The Latency and IOPS for HDDs:

Average is a reality - Best never happened outside lab ;-)

For HDD the IOPS are the bottleneck but the biggest blocks the more throughput.

For SSDs the throughput is a bottleneck the block size doesn't matter.

Storage Systems must evolve:

* align to SSD pages
* keep meta-data in flash
* break up large WRITES (allow interleaved READs)
* anticipate power-loss at any time (checkpoints)
* checksum data and meta-data references
* verify on read and scrub (most data is 'cold' if you find corruptions after 6 months it is bad that's why we scrubbing more frequently).
* self-heal with multi-bit redundancy
* paranoid READS with de-dupe - strong cryptographic SHA-1

Conclusions:

* Understand how flash works: it's utterly different than rotating data
* Flash differs spectacular performance in-place, but flash fails in surprising new ways
* Design for strength and around the weakness - don't use it like a HDD !

Sunday 12 July 2015

Flash storage - SSD disks - NV-Memory - RESEARCH & NOTES

I've focused on flash storage recently. Below my research and notes from different sources.

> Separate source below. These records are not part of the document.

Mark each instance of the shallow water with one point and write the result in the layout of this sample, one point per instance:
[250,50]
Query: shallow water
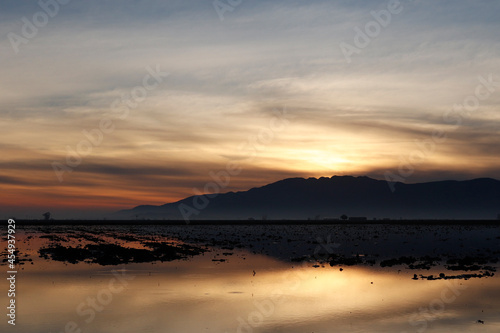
[248,292]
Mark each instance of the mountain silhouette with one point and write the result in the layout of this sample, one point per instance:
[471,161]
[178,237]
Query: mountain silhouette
[323,198]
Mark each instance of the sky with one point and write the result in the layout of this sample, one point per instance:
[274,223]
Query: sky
[106,105]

1.) HotChips conference - notes from Jim Hardy 'Flash Storage'presentations:

By 2020 we will have :

~ 35ZB data (according to CSC)
~ 50 billion things on internet (according to Cisco)

* If CPU access is as a heartbeat, DRAM access is as walking a mile, HDD access is as bicycle from San Francisco to Miami.

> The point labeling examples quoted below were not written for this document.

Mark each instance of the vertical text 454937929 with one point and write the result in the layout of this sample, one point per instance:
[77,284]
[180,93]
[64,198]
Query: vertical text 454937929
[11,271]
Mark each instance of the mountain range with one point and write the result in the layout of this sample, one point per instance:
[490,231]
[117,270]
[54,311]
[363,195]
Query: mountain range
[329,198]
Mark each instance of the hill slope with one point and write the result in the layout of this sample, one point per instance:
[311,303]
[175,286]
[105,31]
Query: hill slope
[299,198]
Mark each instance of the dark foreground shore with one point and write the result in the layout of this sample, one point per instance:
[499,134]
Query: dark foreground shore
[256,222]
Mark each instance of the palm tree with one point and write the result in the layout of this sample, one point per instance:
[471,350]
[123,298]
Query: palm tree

* When you put SSD into Storage Array you still have network/SAN fabric delay. If you put SSD into a server you accelerate the server but causing some problems with coherency.

* Other Flash benefits:
- less power & cooling
- improved reliability: fewer things to fail
- floor space reduction
- lower licencing fees (consolidate servers)
- faster error recovery:
-- RAID rebuild
-- backup restore
--snapshots

* Samsung went (2013) with 3D Flash.

* NANDs scaling limits:
- too few electrons per gate
- needs constant shrinking for cost reduction
- 4bits/cell hard to make:
-- this may be the max possible
* other technologies will scale past NANDs
-- PCM, MRAM, RRAM, FRAM ...
-- not yet clear which one will win...

NAND doesn't do 'byte' writes, it does 'page' writes, but it also doesn't overwrites. You have to erase first and write new data. When you moving data from block to block you have to think about wearing.

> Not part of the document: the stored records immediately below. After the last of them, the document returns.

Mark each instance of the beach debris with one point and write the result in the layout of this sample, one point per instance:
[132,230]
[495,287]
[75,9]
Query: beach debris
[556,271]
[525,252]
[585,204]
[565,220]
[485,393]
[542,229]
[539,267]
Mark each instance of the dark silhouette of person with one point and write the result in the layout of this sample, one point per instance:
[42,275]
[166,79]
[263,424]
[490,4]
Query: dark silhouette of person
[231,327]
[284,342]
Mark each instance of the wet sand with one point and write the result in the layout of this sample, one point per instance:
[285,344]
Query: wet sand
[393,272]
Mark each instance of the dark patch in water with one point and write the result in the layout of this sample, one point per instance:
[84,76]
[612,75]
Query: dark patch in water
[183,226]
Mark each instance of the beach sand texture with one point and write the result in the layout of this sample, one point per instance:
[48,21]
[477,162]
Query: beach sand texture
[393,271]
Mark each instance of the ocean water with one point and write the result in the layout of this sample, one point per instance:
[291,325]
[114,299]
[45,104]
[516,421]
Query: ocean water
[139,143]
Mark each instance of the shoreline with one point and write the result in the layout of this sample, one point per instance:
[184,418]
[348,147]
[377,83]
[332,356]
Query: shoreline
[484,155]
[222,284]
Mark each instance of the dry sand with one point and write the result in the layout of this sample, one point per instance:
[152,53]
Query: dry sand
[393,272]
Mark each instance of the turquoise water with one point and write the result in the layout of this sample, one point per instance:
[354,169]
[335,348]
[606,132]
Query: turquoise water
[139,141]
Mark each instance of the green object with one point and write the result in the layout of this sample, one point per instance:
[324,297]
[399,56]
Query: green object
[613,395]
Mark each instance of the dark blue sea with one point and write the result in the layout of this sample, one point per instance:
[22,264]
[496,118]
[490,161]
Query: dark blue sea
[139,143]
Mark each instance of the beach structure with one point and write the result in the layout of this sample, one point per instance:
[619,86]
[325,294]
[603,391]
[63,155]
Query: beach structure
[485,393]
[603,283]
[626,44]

New NV-memories are better than NAND:

NAND:
* serial read
* erase before write
* block erase/page write
* slow writes
* inherent bit errors
* wear

New NV-memories:
* random read
* overwrite
* byte write
* fast write
* lower bit errors
* low/no wear

Future: Storage Class Memory

NV-memories won't cross HDD $/GB !!!!
New NV-memories will required new computing architecture

2.) HotChips conference - Krishna Parat 'NAND Technologies' presentation:

NAND Flash key attributes:
* non-volatile memory
* READ access time of 10's of microsecond
* WRITE/ERASE time of ~ milisecond
* page programming
* block erase
* 10's of thousen cycles WR/E endurence
* NAND has a simple cell and array structure

Program => Electrons stored on the Floating Gate -> High Vt

Erase => remove electrons from Floating Gate - Low Vt

Read => look for current through the cell at given gate bias

* Programming is by tunneling electrons through the Tunnel-ox by applying a high gate voltage and grounding well and source/drain.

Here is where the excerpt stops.